Big Data or Big Saver?
Big Data is apparently complex term with a simple explanation.
We all use Smartphones right? But have you ever given a thought that how much data it generates in the form of text, phone calls, emails, photos, videos, searches, music and etc. Approximately 40 exabytes of data gets generated by a single smartphone user. Just multiply 40 exabytes by 5 million smartphone users and pheww we cannot even imagine or process the data in mind, which is just from Smartphone users. Other things Apart!
It’s quite a lot data for traditional computing systems to handle and to put it in words, this massive data is what we term as Big Data.
Let’s peep into some interesting massive data generated per minute on internet:
Snapchat: 2.1 Million snaps are shared
Google: 3.8 Million Queries
Facebook: 1.1 Million people log on to Facebook
Youtube: 4.5 million Videos
Emails: 188 Million
To put it into simple language, it is one of an ability to make Massive amount of Data and derive a story from it. Now this is a very interesting thing since years before all of this data was mostly in a blather way. But now we can analyse this data, derive predictions and detect patters. But the entrance of distributed computing and parallel processing changed all of that!
The Three V’s of Big Data
Big data comes with three main V’s which are three defining properties of Big Data –
There are many factors which are contributing to boost the data volume. Taking example of social media, volume here can be referred to the data generated through websites, portals and applications. For B2C companies Volume circumscribes the data which is out there and can be assessed for relevance.

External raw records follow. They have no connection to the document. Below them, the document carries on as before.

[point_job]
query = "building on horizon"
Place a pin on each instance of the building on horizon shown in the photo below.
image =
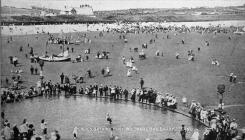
(86, 10)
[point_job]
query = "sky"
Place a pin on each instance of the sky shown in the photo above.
(122, 4)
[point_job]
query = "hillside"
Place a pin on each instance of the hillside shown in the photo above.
(29, 16)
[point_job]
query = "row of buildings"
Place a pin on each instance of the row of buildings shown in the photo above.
(86, 10)
(80, 10)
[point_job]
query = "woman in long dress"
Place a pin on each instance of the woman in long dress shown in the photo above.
(195, 135)
(108, 118)
(129, 73)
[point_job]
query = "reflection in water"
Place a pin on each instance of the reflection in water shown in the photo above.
(130, 120)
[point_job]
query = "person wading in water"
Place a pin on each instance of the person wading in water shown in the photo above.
(108, 118)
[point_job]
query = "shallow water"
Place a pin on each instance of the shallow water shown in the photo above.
(130, 120)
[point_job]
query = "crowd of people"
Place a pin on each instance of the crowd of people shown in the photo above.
(221, 126)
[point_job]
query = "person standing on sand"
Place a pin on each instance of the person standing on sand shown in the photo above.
(112, 137)
(44, 127)
(108, 118)
(183, 132)
(62, 78)
(75, 133)
(141, 83)
(31, 69)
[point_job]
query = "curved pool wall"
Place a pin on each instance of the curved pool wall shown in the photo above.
(130, 120)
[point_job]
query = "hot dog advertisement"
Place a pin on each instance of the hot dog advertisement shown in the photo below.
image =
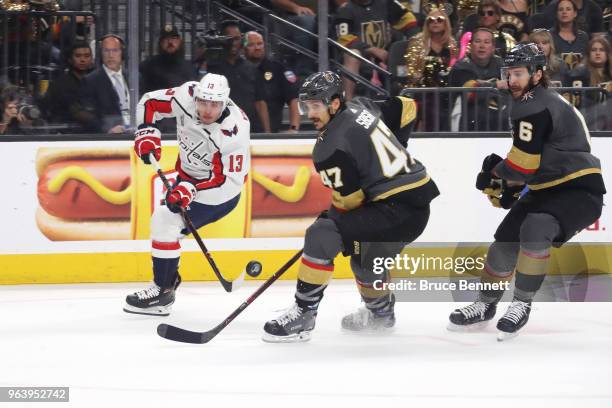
(79, 211)
(109, 194)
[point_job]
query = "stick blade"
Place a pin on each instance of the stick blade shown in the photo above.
(174, 333)
(237, 283)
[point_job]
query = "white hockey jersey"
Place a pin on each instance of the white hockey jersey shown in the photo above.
(215, 157)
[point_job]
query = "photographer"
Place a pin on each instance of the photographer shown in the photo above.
(239, 72)
(17, 115)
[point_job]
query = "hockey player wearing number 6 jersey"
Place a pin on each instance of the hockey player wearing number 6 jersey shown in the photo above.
(551, 154)
(380, 202)
(213, 139)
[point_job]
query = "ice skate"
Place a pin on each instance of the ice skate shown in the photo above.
(513, 320)
(371, 318)
(293, 326)
(472, 317)
(153, 300)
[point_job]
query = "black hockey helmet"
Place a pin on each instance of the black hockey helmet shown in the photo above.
(322, 86)
(525, 55)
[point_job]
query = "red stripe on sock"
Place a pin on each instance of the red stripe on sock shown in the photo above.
(312, 265)
(166, 246)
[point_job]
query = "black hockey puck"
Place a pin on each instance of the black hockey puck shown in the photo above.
(254, 269)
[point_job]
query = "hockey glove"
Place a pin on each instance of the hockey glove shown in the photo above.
(485, 178)
(501, 195)
(148, 140)
(180, 196)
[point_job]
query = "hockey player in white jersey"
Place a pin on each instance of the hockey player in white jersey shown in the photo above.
(213, 138)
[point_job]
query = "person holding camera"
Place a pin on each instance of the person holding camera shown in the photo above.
(240, 73)
(17, 115)
(61, 99)
(169, 68)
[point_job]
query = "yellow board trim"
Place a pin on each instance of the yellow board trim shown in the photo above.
(409, 111)
(562, 180)
(79, 173)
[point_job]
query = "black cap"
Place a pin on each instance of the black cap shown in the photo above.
(168, 31)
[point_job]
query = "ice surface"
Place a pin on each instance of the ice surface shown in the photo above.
(78, 336)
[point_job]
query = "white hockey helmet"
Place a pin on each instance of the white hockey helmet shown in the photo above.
(212, 87)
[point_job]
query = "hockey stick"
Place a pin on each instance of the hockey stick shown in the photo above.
(186, 336)
(229, 286)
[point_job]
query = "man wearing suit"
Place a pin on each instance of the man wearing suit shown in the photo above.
(104, 97)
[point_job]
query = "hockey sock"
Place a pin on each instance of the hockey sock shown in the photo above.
(313, 276)
(165, 262)
(499, 267)
(165, 271)
(530, 272)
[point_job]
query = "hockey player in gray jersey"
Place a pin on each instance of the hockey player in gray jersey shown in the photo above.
(380, 202)
(551, 155)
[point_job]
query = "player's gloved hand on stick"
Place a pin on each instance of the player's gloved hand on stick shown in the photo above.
(503, 195)
(484, 178)
(148, 140)
(180, 196)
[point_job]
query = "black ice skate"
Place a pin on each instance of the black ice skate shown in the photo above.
(371, 317)
(513, 320)
(472, 317)
(292, 326)
(153, 300)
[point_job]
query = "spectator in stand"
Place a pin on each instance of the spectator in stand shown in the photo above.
(104, 100)
(482, 68)
(596, 71)
(555, 68)
(239, 72)
(589, 15)
(61, 99)
(169, 68)
(275, 86)
(514, 18)
(364, 26)
(489, 16)
(13, 121)
(429, 57)
(300, 13)
(570, 42)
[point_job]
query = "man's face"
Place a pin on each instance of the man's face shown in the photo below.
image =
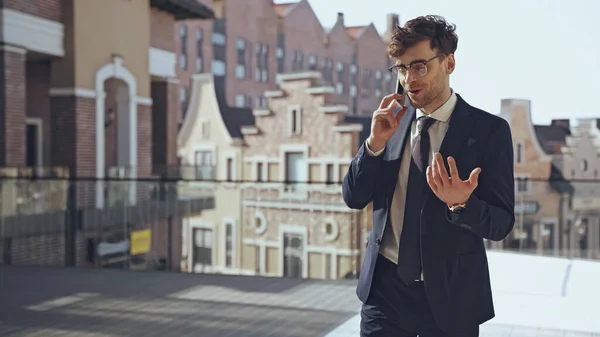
(426, 92)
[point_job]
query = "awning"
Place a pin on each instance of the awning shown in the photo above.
(184, 9)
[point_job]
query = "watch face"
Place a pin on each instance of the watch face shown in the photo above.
(458, 209)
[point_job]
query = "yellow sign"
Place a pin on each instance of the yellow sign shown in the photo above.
(140, 242)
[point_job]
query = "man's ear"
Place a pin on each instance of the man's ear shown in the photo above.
(450, 64)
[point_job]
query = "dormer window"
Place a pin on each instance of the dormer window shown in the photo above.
(295, 120)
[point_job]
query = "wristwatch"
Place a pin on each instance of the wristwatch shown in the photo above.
(457, 208)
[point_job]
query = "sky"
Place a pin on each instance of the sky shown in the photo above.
(546, 51)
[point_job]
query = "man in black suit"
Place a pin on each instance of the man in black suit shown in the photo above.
(439, 173)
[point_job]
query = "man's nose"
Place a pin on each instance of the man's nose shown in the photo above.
(410, 77)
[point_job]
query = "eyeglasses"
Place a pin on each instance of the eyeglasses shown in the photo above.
(417, 67)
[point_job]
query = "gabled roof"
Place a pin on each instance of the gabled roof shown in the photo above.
(551, 137)
(365, 121)
(284, 9)
(356, 31)
(183, 9)
(233, 117)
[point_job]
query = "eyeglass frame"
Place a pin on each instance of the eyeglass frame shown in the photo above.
(410, 65)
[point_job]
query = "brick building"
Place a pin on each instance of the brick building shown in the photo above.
(281, 181)
(542, 207)
(581, 163)
(243, 46)
(89, 98)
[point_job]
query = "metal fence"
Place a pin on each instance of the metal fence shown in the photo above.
(258, 228)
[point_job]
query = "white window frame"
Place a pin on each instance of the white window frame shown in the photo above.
(37, 121)
(298, 120)
(229, 221)
(229, 155)
(529, 187)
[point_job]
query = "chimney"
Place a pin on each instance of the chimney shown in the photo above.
(564, 123)
(393, 21)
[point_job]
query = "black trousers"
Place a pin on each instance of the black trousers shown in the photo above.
(394, 309)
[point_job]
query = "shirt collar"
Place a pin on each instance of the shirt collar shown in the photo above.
(443, 113)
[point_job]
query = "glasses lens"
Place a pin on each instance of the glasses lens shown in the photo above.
(419, 69)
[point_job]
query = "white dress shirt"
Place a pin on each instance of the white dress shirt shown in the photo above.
(391, 238)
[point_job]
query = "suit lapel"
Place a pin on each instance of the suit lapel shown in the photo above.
(458, 130)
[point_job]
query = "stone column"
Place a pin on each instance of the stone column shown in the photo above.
(12, 105)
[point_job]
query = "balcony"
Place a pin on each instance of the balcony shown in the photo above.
(257, 253)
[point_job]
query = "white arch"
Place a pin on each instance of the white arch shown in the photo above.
(117, 70)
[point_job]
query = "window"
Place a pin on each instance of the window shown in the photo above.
(204, 165)
(280, 53)
(312, 62)
(240, 67)
(295, 121)
(295, 169)
(341, 78)
(199, 53)
(259, 172)
(331, 178)
(522, 184)
(240, 100)
(366, 84)
(183, 100)
(202, 247)
(297, 61)
(262, 63)
(519, 153)
(218, 67)
(183, 43)
(228, 245)
(230, 168)
(219, 41)
(205, 130)
(327, 70)
(33, 142)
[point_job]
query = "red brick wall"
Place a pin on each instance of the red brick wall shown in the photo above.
(165, 118)
(73, 139)
(144, 115)
(161, 30)
(12, 108)
(38, 101)
(47, 9)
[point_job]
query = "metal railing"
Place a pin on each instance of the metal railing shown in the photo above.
(242, 227)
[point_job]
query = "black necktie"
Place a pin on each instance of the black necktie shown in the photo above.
(409, 253)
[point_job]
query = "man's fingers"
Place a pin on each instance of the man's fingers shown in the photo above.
(385, 102)
(474, 177)
(430, 180)
(441, 169)
(453, 169)
(401, 114)
(381, 115)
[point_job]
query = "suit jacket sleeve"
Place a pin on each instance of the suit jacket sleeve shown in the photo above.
(359, 182)
(490, 209)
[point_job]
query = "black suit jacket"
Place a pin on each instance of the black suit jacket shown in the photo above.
(455, 266)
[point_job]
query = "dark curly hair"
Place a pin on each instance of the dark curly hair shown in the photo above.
(434, 28)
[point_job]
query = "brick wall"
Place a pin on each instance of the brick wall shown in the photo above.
(12, 107)
(166, 113)
(73, 139)
(161, 30)
(144, 115)
(38, 101)
(47, 9)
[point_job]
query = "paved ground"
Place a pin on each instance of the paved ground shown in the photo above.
(76, 302)
(64, 302)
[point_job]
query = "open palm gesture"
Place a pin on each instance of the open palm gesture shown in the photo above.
(449, 188)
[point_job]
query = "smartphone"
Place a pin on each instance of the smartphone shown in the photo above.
(400, 90)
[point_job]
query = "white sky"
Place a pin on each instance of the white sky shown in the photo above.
(546, 51)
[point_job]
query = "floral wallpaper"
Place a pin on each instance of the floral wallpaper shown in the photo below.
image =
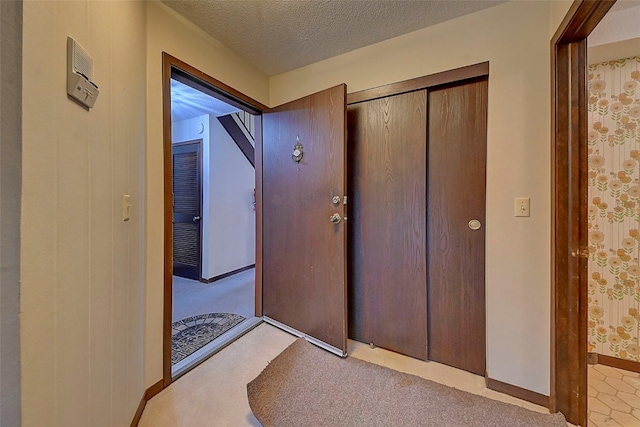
(614, 208)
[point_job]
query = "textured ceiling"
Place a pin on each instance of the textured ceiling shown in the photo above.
(187, 103)
(280, 35)
(620, 23)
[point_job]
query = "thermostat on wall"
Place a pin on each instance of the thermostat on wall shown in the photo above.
(79, 75)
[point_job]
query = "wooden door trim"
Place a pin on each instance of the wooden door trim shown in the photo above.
(446, 77)
(568, 392)
(217, 89)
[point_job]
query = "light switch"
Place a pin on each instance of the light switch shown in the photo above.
(126, 207)
(522, 206)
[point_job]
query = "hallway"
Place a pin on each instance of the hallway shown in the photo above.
(214, 393)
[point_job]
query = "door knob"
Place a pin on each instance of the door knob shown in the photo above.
(474, 224)
(580, 253)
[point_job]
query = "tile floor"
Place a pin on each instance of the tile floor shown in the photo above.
(214, 393)
(614, 397)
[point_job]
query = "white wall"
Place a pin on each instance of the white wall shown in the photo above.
(228, 179)
(82, 267)
(10, 187)
(515, 38)
(169, 32)
(233, 226)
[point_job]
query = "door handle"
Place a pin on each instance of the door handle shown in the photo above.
(580, 253)
(474, 224)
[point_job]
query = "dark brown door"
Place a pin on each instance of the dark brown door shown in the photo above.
(387, 281)
(304, 278)
(187, 196)
(456, 196)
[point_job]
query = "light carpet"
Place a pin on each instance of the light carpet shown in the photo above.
(305, 385)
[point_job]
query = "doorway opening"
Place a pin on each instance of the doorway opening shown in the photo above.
(211, 289)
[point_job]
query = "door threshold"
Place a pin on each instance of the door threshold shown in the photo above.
(323, 345)
(190, 362)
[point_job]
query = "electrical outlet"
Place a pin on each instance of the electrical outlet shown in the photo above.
(522, 206)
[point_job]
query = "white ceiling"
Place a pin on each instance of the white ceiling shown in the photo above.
(187, 103)
(280, 35)
(622, 22)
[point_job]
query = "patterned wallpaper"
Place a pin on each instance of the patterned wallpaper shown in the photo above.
(614, 209)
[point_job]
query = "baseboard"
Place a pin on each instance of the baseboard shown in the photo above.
(148, 394)
(614, 362)
(225, 275)
(519, 392)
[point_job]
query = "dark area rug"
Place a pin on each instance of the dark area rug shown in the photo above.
(191, 334)
(305, 385)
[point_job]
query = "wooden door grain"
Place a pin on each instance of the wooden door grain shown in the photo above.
(187, 209)
(387, 186)
(304, 265)
(456, 176)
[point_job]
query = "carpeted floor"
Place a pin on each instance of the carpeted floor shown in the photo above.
(305, 385)
(191, 334)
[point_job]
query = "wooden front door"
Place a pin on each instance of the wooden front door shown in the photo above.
(456, 197)
(187, 196)
(304, 168)
(387, 281)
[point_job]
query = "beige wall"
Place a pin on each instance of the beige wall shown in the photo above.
(82, 269)
(10, 195)
(514, 37)
(168, 32)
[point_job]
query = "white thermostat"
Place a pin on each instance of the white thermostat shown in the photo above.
(79, 75)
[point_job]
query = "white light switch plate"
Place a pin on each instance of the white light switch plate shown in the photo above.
(522, 206)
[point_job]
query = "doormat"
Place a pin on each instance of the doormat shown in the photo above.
(191, 334)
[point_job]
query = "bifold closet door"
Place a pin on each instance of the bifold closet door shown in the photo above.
(387, 217)
(456, 225)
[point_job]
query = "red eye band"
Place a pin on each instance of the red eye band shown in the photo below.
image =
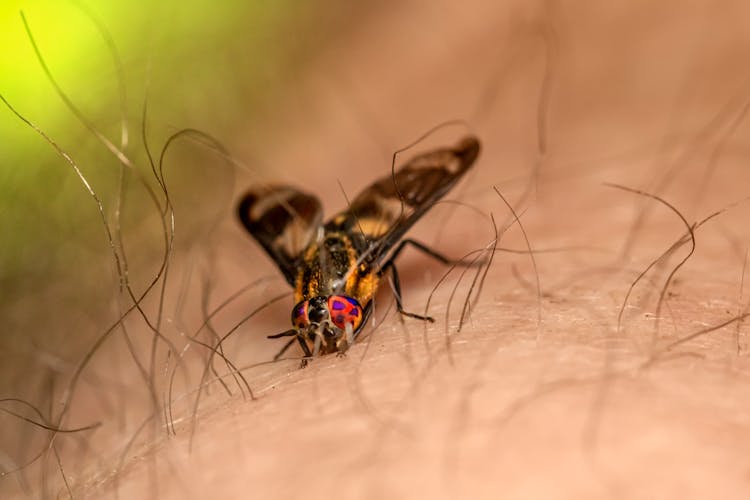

Volume to brief is all about:
• The amount of data which is generated
• The Offline and Online Transactions
• It is saved in Tables, Records and Files
With reference to velocity we can refer to the speed by which this data is been generated. Keeping the example of social media, every second, every minute there is nuclear data explosion. And here comes into picture the Big Data where it helps the company to hold on to the explosion and further process it rapidly to avoid creating the bottlenecks.
Velocity to summarize is about:
• The spend of generating the Data
• Online and Offline Data
• Is generated in Real Time
• In streams, bits and batches
The importance of variety in Big Data is that it refers to all unstructured (Audio recording, ECG Reading, emails, voice mails, hand written text and etc.) and structured (texts, tweets, videos and pictures) data. Variety in simple words is about classifying the incoming data into different categories.
• Machine generated Readings
• Online Videos and Pictures
• Structured and unstructured data
Which big data technology is in demand?
As per the recent Trend, Hadoop Technology is the highly demanded for Big Data.
It makes the best Technology and is important because –
The ability to store and process huge data quickly: With data variability’s and Volume which are increasing constantly especially from Social Media that’s the key consideration.
High Computing power: The computing model distributed by Hadoop processes the big data fast. The more you make use of computing nodes, the more processing power you get.
Flexibility: We need not follow the traditional ways here of pre-processing data before storing it. You can store as much data and can decide how to use it later.
Fault Tolerance: Data and application processing is protected from hardware failure. If in any case nodes goes down, the jobs are automatically redistributed to other nodes to make sure the computing does not fail and also multiple copies are stored automatically.
The Scalability: By simply adding on the nodes one can simply grow the system more to handle more data.
Low Cost: Open Source Framework is free and to store large quantity data it uses commodity hardware.